Al Brown, who is not related to Bill Brown, meets monthly with the 22 AmeriCorps members who are working with the homeless across the state. The 22 have assisted more than 1,700 previously homeless people in the first seven months of the program, he said.

"Bill Brown is one of the best we have," said Mr. Brown, project manager at Action for the Homeless. "He has an outstanding record of placing people and of procuring additional funds for them. He reaches out to secondary resources and finds houses, furniture and transportation for people."

Bill Brown, one of more than 20,000 AmeriCorps members working at 1,000 sites across the country, earns an hourly wage, health insurance benefits and money for college tuition in exchange for 1,700 hours of service.

Members can chose from about 350 different programs in education, environment, public safety, health and human needs, said Wendy Grassi, spokeswoman for the Corporation for National and Community Service, parent organization to AmeriCorps.

"We have been wildly successful since we started in September," Ms. Grassi said. "This is not a make-work program, but one of real accomplishments.

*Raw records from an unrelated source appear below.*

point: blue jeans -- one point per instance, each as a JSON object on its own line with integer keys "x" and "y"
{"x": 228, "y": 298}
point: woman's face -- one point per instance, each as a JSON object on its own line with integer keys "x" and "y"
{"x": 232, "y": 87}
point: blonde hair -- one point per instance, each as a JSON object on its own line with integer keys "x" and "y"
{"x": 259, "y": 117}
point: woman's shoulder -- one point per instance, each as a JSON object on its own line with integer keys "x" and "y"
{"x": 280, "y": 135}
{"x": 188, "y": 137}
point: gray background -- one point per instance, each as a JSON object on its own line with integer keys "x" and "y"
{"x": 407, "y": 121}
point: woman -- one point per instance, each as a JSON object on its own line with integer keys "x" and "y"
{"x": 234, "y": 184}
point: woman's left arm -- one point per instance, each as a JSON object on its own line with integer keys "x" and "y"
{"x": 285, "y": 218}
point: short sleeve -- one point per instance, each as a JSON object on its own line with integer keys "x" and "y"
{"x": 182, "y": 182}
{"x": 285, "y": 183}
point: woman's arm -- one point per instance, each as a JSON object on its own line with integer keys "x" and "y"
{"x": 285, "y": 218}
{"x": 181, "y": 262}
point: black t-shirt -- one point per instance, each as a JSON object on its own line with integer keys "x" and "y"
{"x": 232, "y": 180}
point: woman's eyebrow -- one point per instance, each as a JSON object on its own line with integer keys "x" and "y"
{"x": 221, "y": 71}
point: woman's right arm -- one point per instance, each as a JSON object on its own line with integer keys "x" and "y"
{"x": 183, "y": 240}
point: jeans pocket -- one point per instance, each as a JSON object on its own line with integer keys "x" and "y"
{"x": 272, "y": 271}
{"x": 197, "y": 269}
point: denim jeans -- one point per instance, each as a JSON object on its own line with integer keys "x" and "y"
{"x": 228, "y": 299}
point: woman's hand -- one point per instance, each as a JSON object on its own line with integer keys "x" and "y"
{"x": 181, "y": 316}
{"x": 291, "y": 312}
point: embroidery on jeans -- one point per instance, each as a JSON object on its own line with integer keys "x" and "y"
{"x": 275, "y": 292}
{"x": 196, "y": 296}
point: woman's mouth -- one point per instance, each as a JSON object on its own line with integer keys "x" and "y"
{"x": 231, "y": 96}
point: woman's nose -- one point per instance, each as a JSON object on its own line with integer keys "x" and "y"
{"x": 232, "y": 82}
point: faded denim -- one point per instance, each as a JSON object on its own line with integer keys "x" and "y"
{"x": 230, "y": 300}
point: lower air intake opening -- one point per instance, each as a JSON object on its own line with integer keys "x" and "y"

Our members have started a national dialogue on the importance of serving in the community, and they are seeing service as a lifelong commitment."

Bill Brown, who has been taking courses at Carroll Community College, hopes to become a teacher.

"Kids can be influenced early," he said. "I remember the teacher who came to my house and helped me study for a test. It sounds cheesy, but that always stuck with me. I would do the same thing."

The lessons learned as a counselor to the homeless also will remain with him.

Bill Brown said he was raised by "Ward and June Cleaver" from television's "Leave It to Beaver," but his AmeriCorps experience has shown him that "we don't all come from the Cleavers' house."

"Without my parents and people around to support me, I could become homeless," he said.

He has learned to address what is of primary importance first. During an initial interview with a homeless man, he will ask about food first.

"Joe told me he hadn't eaten for four days, so I made him a sandwich," he said. "Then, we talked about getting him help."

He recommends the men's shelter for those who want assistance. There, "we can try to stabilize life as soon as possible," Bill Brown said.

Once in the 30-bed shelter, residents must abide by the rules, including attendance at Alcoholics Anonymous meetings for those with alcohol addictions.

"If they are willing to stick with our program and look for a house and a job, we can find them a house and a job," Bill Brown said. "If they are willing to put in as much effort as we do, they can change their lives."

For those unwilling to change, he can offer an overnight in "a one hot and a cot" shelter.